Based on printing stuff to debug, the breakdown occurs at rden. It's value is nan, and so the final returned value, a division of rden, is also nan. And so the returned numba list of r values is all nan.

So why is rden = nan on some systems but not others? I HAVE NO IDEA! The biggest mystery -- and I wouldn't believe me if I told me this -- is that the problem goes away if I add a print line right before or after the rden calculation, and only there. I'm NOT KIDDING. You can find some similar experiences on stackoverflow (eg) where printing inside a numba function causes unexpected behavior, and most thoughts are that it has to do with the nopython compiling from numba. Maybe using print with nopython=True causes weirdness. But noone seems to have any solution, probably because like in our situation the problem doesn't reproduce across systems.

jfc

@remrama
Copy link
Collaborator

remrama commented Dec 2, 2022

The only immediate solution I can think of is hideous. You could do some kind of check with the return from _corr and if you don't like it you could use pearsonr from scipy instead. Not sure what to do exactly.

@raphaelvallat
Copy link
Owner Author

Thanks so much @remrama for your in-depth investigation! So I think the error was introduced in #86. Interestingly, someone opened a very similar PR on antropy recently, and their solution was not to do an if..else statement, but instead to add a very small value to the denominator to avoid division by zero error.
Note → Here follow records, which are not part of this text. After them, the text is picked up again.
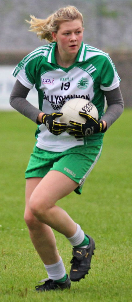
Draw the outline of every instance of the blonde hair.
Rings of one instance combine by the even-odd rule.
[[[29,31],[36,33],[41,40],[46,39],[50,42],[54,41],[52,33],[57,32],[61,22],[79,19],[83,25],[82,14],[75,6],[70,5],[60,8],[46,19],[38,19],[32,15],[30,17],[30,21],[25,20],[30,24]]]

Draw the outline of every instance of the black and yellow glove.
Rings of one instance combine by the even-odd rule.
[[[87,113],[79,111],[79,114],[86,120],[85,124],[69,121],[72,126],[68,126],[67,129],[70,130],[69,134],[74,135],[76,138],[80,138],[84,137],[89,136],[94,133],[105,132],[104,130],[104,123],[101,121],[97,120],[91,115]]]
[[[42,117],[42,122],[45,124],[50,132],[55,135],[58,135],[66,131],[67,125],[65,123],[59,123],[54,120],[62,115],[63,113],[55,112],[50,114],[45,113]]]

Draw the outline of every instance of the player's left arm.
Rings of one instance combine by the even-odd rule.
[[[104,91],[107,108],[100,120],[106,124],[107,130],[119,117],[124,109],[124,102],[120,87],[109,91]]]
[[[86,123],[81,124],[70,121],[71,126],[68,126],[68,129],[70,130],[70,135],[78,138],[100,132],[105,132],[120,115],[124,110],[124,104],[119,87],[104,92],[108,108],[103,116],[98,121],[89,114],[79,112],[80,115],[86,118]]]

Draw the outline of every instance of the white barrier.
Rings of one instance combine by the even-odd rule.
[[[15,66],[0,66],[0,110],[14,110],[10,105],[9,98],[16,80],[12,72]],[[27,99],[32,105],[38,108],[38,92],[35,87],[31,89]]]

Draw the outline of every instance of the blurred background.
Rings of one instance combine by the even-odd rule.
[[[46,41],[28,31],[29,15],[45,18],[59,8],[75,6],[83,14],[84,42],[108,52],[121,78],[125,107],[132,106],[132,0],[0,0],[0,110],[12,110],[9,104],[15,81],[11,75],[29,53]],[[38,106],[35,88],[28,99]]]

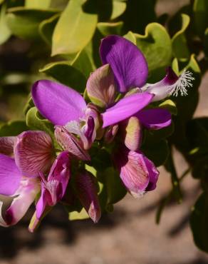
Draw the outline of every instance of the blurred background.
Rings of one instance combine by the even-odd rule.
[[[173,14],[188,2],[160,0],[156,11],[158,15]],[[41,59],[31,53],[35,50],[33,45],[11,37],[0,46],[1,122],[23,118],[22,108],[30,84],[40,78],[33,73],[41,67]],[[44,50],[43,54],[46,64]],[[208,115],[207,88],[207,73],[199,88],[195,117]],[[175,159],[181,174],[187,165],[176,151]],[[170,175],[162,168],[159,170],[156,191],[141,199],[128,195],[115,206],[113,213],[103,215],[98,224],[90,220],[69,222],[63,209],[56,206],[33,234],[27,230],[33,208],[16,226],[0,227],[0,264],[208,263],[208,256],[194,245],[188,225],[192,206],[200,192],[198,182],[191,177],[184,179],[183,202],[178,205],[170,200],[158,225],[157,206],[171,189]]]

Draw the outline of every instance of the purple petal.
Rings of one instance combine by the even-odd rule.
[[[61,188],[58,186],[57,189],[55,190],[56,196],[57,197],[56,201],[62,199],[65,194],[70,178],[70,155],[68,151],[63,151],[58,156],[51,168],[47,180],[48,182],[50,183],[56,181],[61,186]]]
[[[69,151],[76,158],[83,161],[90,160],[90,157],[84,149],[81,141],[77,138],[72,133],[68,132],[65,127],[56,126],[55,136],[57,142],[63,149]]]
[[[101,114],[103,121],[103,128],[118,123],[133,116],[150,103],[153,96],[154,95],[151,93],[139,93],[122,98],[115,106]]]
[[[120,148],[115,153],[114,161],[123,184],[133,196],[141,196],[155,188],[159,173],[141,152]]]
[[[36,205],[36,215],[38,220],[40,220],[44,213],[48,199],[50,199],[50,197],[48,198],[48,196],[49,193],[48,191],[41,186],[41,195]]]
[[[161,129],[171,124],[171,114],[162,108],[143,109],[135,114],[142,124],[148,129]]]
[[[32,88],[39,112],[55,125],[63,126],[83,116],[86,103],[75,90],[48,80],[36,81]]]
[[[11,156],[14,153],[14,144],[16,136],[0,137],[0,153]]]
[[[125,146],[131,151],[137,151],[142,143],[142,126],[136,116],[131,116],[119,124],[120,137]]]
[[[106,129],[106,131],[104,135],[105,142],[107,143],[108,144],[110,144],[111,142],[113,142],[114,138],[117,134],[118,131],[118,125],[109,126],[109,128]]]
[[[94,223],[98,223],[101,216],[101,209],[95,177],[86,171],[78,174],[76,191],[90,218]]]
[[[114,103],[116,87],[109,64],[98,68],[90,76],[86,88],[89,98],[95,105],[104,108]]]
[[[18,223],[33,202],[39,189],[37,178],[22,177],[19,188],[14,194],[14,198],[4,215],[0,210],[0,225],[9,226]]]
[[[14,159],[0,154],[0,194],[12,196],[19,187],[21,177]]]
[[[149,173],[149,183],[146,188],[146,191],[153,191],[156,188],[156,184],[159,177],[159,171],[157,170],[152,161],[149,160],[143,155],[143,158]]]
[[[54,159],[49,135],[43,131],[28,131],[17,136],[14,146],[15,161],[22,175],[38,176],[47,172]]]
[[[141,87],[146,83],[146,59],[132,42],[119,36],[108,36],[102,40],[100,55],[103,64],[110,65],[120,92]]]

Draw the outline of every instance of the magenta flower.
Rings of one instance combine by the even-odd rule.
[[[79,93],[54,81],[35,83],[32,98],[41,115],[56,126],[55,136],[63,149],[79,159],[88,160],[85,150],[93,142],[98,126],[96,111],[87,106]]]
[[[47,207],[55,205],[63,197],[70,178],[70,156],[61,152],[54,161],[46,178],[40,173],[41,195],[36,203],[36,218],[40,220]]]
[[[14,138],[1,138],[1,148],[7,146],[10,156],[0,154],[0,194],[12,202],[5,213],[0,202],[0,225],[16,224],[26,213],[40,191],[38,173],[47,172],[53,161],[51,137],[43,131],[26,131]],[[10,148],[9,145],[10,143]]]
[[[127,190],[135,198],[156,188],[159,171],[140,151],[120,147],[113,155],[114,163]]]
[[[94,223],[98,223],[101,216],[96,181],[88,171],[83,171],[75,178],[76,194]]]
[[[178,77],[169,67],[162,80],[154,84],[146,83],[148,68],[145,56],[135,45],[119,36],[110,35],[103,39],[100,55],[103,64],[110,65],[119,92],[139,88],[140,91],[154,94],[152,101],[172,94],[177,96],[179,92],[187,95],[187,88],[192,86],[194,79],[186,70]]]

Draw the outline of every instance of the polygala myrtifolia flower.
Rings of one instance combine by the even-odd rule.
[[[33,232],[63,199],[71,178],[68,191],[73,190],[72,195],[97,223],[101,215],[97,180],[84,168],[85,163],[93,166],[89,150],[95,141],[100,141],[95,148],[108,146],[111,149],[112,164],[132,196],[155,188],[159,172],[140,151],[142,131],[170,126],[171,114],[150,104],[179,92],[186,95],[194,78],[187,71],[177,76],[170,67],[162,80],[146,83],[145,56],[135,45],[118,36],[102,40],[100,55],[103,65],[86,83],[91,102],[55,81],[40,80],[33,86],[34,104],[54,124],[55,138],[63,149],[56,157],[52,140],[43,131],[0,138],[0,194],[12,200],[6,209],[0,202],[1,225],[17,223],[38,198],[29,226]],[[73,173],[72,161],[77,166]]]
[[[0,154],[0,194],[11,199],[6,210],[0,203],[0,225],[4,227],[21,220],[41,191],[36,204],[39,219],[47,205],[63,198],[70,176],[69,153],[61,153],[53,162],[52,140],[46,132],[28,131],[11,139],[1,138],[2,148],[3,143],[10,144],[11,150],[8,156]]]
[[[146,83],[145,56],[132,43],[115,35],[102,40],[100,55],[104,65],[90,75],[88,95],[95,105],[105,109],[101,116],[103,128],[108,127],[105,142],[120,138],[120,146],[116,145],[112,155],[123,183],[134,196],[140,196],[155,188],[159,175],[152,162],[139,150],[142,128],[160,129],[171,123],[167,110],[145,107],[171,94],[177,96],[179,91],[186,95],[194,78],[187,71],[178,77],[169,67],[162,81]],[[124,97],[118,101],[121,95]]]

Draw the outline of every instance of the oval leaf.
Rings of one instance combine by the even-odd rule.
[[[86,0],[71,0],[56,26],[52,56],[75,54],[90,41],[95,30],[98,15],[87,13]]]

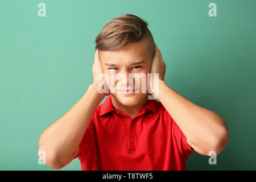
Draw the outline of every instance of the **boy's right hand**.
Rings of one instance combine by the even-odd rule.
[[[101,75],[102,74],[102,75],[104,75],[104,73],[103,72],[103,69],[102,69],[102,67],[101,65],[101,62],[100,59],[100,55],[98,53],[98,50],[97,49],[96,52],[95,53],[94,55],[94,62],[93,63],[93,68],[92,68],[92,73],[93,73],[93,84],[94,85],[96,85],[97,86],[98,86],[98,84],[100,84],[100,82],[102,82],[102,80],[104,79],[104,81],[106,81],[106,80],[105,78],[105,77],[103,77],[102,79],[101,80],[98,80],[97,78],[98,76]],[[105,84],[104,84],[104,85],[107,85],[107,84],[106,82]],[[102,88],[102,89],[105,89],[105,88]],[[108,89],[107,90],[108,90],[108,88],[106,88],[106,89]],[[105,96],[108,96],[109,95],[109,93],[104,93],[105,94]]]

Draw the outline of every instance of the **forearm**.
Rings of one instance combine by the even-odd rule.
[[[90,85],[82,97],[42,134],[39,151],[46,152],[46,164],[47,160],[65,163],[72,159],[97,106],[104,97],[97,92],[95,85]]]
[[[215,149],[226,136],[226,124],[218,114],[191,102],[162,80],[158,99],[189,141],[203,150]]]

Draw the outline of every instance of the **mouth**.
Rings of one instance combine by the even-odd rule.
[[[138,89],[133,89],[133,90],[117,90],[117,92],[119,93],[122,93],[123,94],[133,94],[135,93],[136,90],[138,90]]]

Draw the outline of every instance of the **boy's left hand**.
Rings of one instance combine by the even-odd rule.
[[[155,44],[155,51],[152,59],[151,73],[152,73],[152,87],[154,88],[154,73],[158,73],[158,78],[164,81],[164,75],[166,74],[166,64],[164,62],[163,57],[162,56],[161,52],[158,48],[156,44]],[[150,82],[151,80],[150,81]],[[150,86],[151,92],[154,93],[154,89],[152,89],[151,86]]]

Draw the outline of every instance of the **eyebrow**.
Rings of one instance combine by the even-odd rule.
[[[142,60],[141,61],[138,61],[138,62],[134,62],[131,64],[131,65],[137,65],[137,64],[142,64],[143,63],[144,63],[145,61],[145,60]],[[117,67],[118,66],[117,64],[109,64],[109,63],[105,63],[105,65],[108,66],[108,67]]]

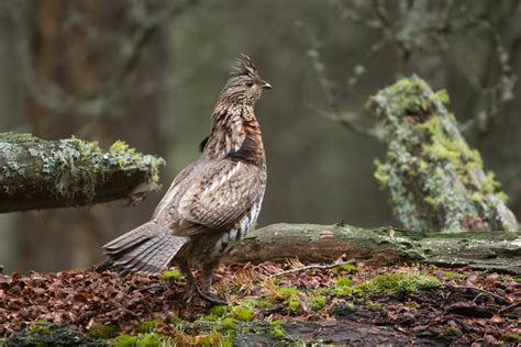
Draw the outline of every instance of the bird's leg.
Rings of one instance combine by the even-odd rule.
[[[182,273],[185,273],[187,278],[187,290],[185,292],[185,295],[182,295],[182,299],[186,302],[190,302],[193,299],[193,294],[196,293],[196,279],[193,278],[193,273],[191,273],[190,271],[190,265],[188,264],[188,261],[180,262],[179,269]]]
[[[217,295],[217,293],[212,290],[212,273],[215,267],[218,266],[219,260],[213,260],[202,265],[202,289],[199,290],[199,295],[204,299],[206,301],[219,304],[219,305],[228,305],[228,302],[222,300]]]

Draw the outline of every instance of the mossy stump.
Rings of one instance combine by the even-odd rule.
[[[138,201],[159,188],[163,164],[121,141],[106,152],[74,136],[0,133],[0,213]]]
[[[380,120],[387,155],[376,160],[376,179],[390,193],[404,227],[429,232],[514,231],[518,222],[494,172],[462,136],[434,92],[413,76],[380,90],[368,109]]]

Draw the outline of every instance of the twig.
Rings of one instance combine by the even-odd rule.
[[[295,273],[295,272],[300,272],[300,271],[304,271],[304,270],[310,270],[310,269],[326,270],[326,269],[332,269],[332,268],[336,268],[339,266],[343,266],[343,265],[347,265],[347,264],[354,264],[354,262],[355,262],[355,260],[351,259],[351,260],[347,260],[347,261],[326,264],[326,265],[312,264],[312,265],[307,265],[307,266],[303,266],[303,267],[300,267],[300,268],[289,269],[289,270],[286,270],[286,271],[269,275],[267,277],[267,279],[284,276],[284,275],[287,275],[287,273]]]
[[[505,312],[514,310],[514,309],[517,309],[517,307],[519,307],[519,306],[521,306],[521,302],[514,302],[513,304],[508,305],[507,307],[502,307],[502,309],[499,310],[498,312],[499,312],[499,313],[505,313]]]
[[[455,289],[467,289],[467,290],[475,290],[481,294],[486,294],[488,296],[491,296],[494,299],[496,299],[497,301],[499,302],[502,302],[502,303],[508,303],[508,301],[505,299],[505,298],[501,298],[499,296],[498,294],[495,294],[492,292],[489,292],[488,290],[485,290],[485,289],[480,289],[480,288],[477,288],[477,287],[470,287],[470,286],[451,286],[452,288],[455,288]]]

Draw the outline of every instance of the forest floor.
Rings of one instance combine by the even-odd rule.
[[[214,288],[229,306],[199,298],[187,304],[175,269],[125,278],[96,268],[0,275],[0,345],[521,343],[519,277],[359,262],[300,267],[221,266]]]

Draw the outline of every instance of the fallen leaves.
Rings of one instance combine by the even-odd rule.
[[[221,266],[214,287],[233,304],[246,300],[271,302],[270,306],[255,306],[253,320],[291,317],[333,325],[350,321],[386,326],[419,338],[428,336],[441,344],[454,340],[490,344],[521,334],[521,284],[510,276],[364,264],[291,271],[301,266],[295,260],[286,265]],[[345,298],[321,292],[335,288],[342,278],[341,282],[356,286],[380,273],[419,270],[436,277],[444,288]],[[281,275],[268,279],[274,273]],[[66,324],[82,333],[100,324],[131,332],[140,322],[151,318],[192,322],[207,314],[209,305],[200,300],[187,305],[181,299],[185,286],[185,280],[178,277],[165,280],[159,275],[134,273],[120,278],[113,271],[95,269],[0,275],[0,336],[10,336],[37,321]],[[281,288],[292,288],[296,292],[285,294]],[[297,303],[292,310],[288,309],[290,299]],[[176,325],[165,324],[160,328],[174,332]]]

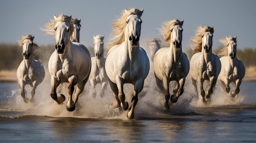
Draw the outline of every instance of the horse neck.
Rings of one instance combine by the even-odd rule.
[[[170,46],[171,52],[171,55],[173,56],[173,57],[175,62],[177,62],[180,59],[182,56],[182,45],[180,45],[180,48],[175,48],[173,44],[171,43]]]
[[[202,47],[201,53],[202,53],[202,55],[203,57],[202,58],[203,58],[204,60],[206,63],[208,63],[209,62],[211,62],[211,56],[212,55],[212,51],[211,51],[211,49],[210,50],[210,51],[209,53],[206,53],[204,51],[204,47]]]
[[[236,56],[235,57],[234,59],[231,59],[230,57],[229,57],[229,63],[230,64],[230,66],[232,68],[236,66],[236,63],[237,61],[237,58]]]
[[[139,55],[139,44],[138,42],[138,44],[136,46],[132,46],[130,44],[129,41],[126,41],[126,44],[128,44],[128,51],[129,57],[131,61],[136,59]]]
[[[95,60],[96,60],[96,63],[97,64],[97,67],[98,68],[100,68],[104,66],[104,64],[105,63],[104,61],[104,57],[102,57],[99,59],[98,59],[95,57]]]
[[[65,50],[63,53],[61,54],[58,54],[63,63],[65,59],[72,58],[71,53],[73,53],[74,46],[71,42],[69,42],[68,44],[65,45]]]
[[[25,59],[25,57],[23,57],[23,60],[25,61],[26,68],[29,69],[30,66],[32,65],[32,63],[33,62],[33,54],[31,54],[30,55],[30,57],[28,59]]]

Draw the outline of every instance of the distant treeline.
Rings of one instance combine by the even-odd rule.
[[[55,45],[38,45],[40,47],[34,51],[34,57],[44,65],[46,68],[48,67],[48,62],[52,52],[55,50]],[[91,56],[94,56],[93,46],[87,47],[91,54]],[[217,54],[220,49],[213,51]],[[185,52],[192,52],[191,50],[186,50]],[[104,55],[107,54],[105,51]],[[191,55],[187,53],[187,55]],[[243,50],[237,50],[237,57],[244,63],[246,67],[256,66],[256,48],[245,48]],[[189,58],[190,57],[189,57]],[[0,70],[12,70],[18,68],[20,63],[23,59],[22,47],[18,44],[0,44]]]

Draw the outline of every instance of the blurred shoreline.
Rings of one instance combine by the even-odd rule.
[[[47,71],[45,72],[45,76],[49,76]],[[256,81],[256,67],[250,67],[245,69],[245,75],[243,81]],[[0,82],[17,82],[16,70],[0,71]]]

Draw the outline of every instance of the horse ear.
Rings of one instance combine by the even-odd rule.
[[[56,20],[57,19],[57,16],[56,16],[56,15],[54,15],[53,17],[54,18],[54,20]]]
[[[181,20],[181,21],[180,22],[181,22],[182,24],[183,24],[183,22],[184,22],[184,20],[183,20],[183,19],[182,19]]]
Can you please try to run the code with:

import sys
eps = sys.float_info.epsilon

@jit("float64(float64[:], float64[:])", nopython=True)
def _corr(x, y):
    """Fast Pearson correlation."""
    n = x.size
    mx, my = x.mean(), y.mean()
    xm2s, ym2s, r_num = 0, 0, 0
    for i in range(n):
        xm = x[i] - mx
        ym = y[i] - my
        r_num += xm * ym
        xm2s += xm**2
        ym2s += ym**2
    r_d1 = np.sqrt(xm2s)
    r_d2 = np.sqrt(ym2s)
    r_den = r_d1 * r_d2
    return r_num / (r_den + eps)

If this is not working you can just do:

return r_num / (r_den + 10e-9)

@remrama
Copy link
Collaborator

remrama commented Dec 6, 2022

@raphaelvallat this doesn't solve the problem :/ Still no spindles detected.

I think this issue is different from that in Antropy, because when working properly (on most systems it seems), the r_den values are nowhere near zero! If I understand it correctly, which I'm not sure I do.

The current behavior is still truly bizarre to me. See here, showing no spindles found when making the zero-adjustment.

no_spindles_found

But with SAME technical code but now printing r_den, everything works completely as expected... Literally adding a print brings r_den to life 🧟 🤔

spindles_found_when_printing

@raphaelvallat
Copy link
Owner Author

It is truly bizarre.. Do you get the same bug when setting nopython=False?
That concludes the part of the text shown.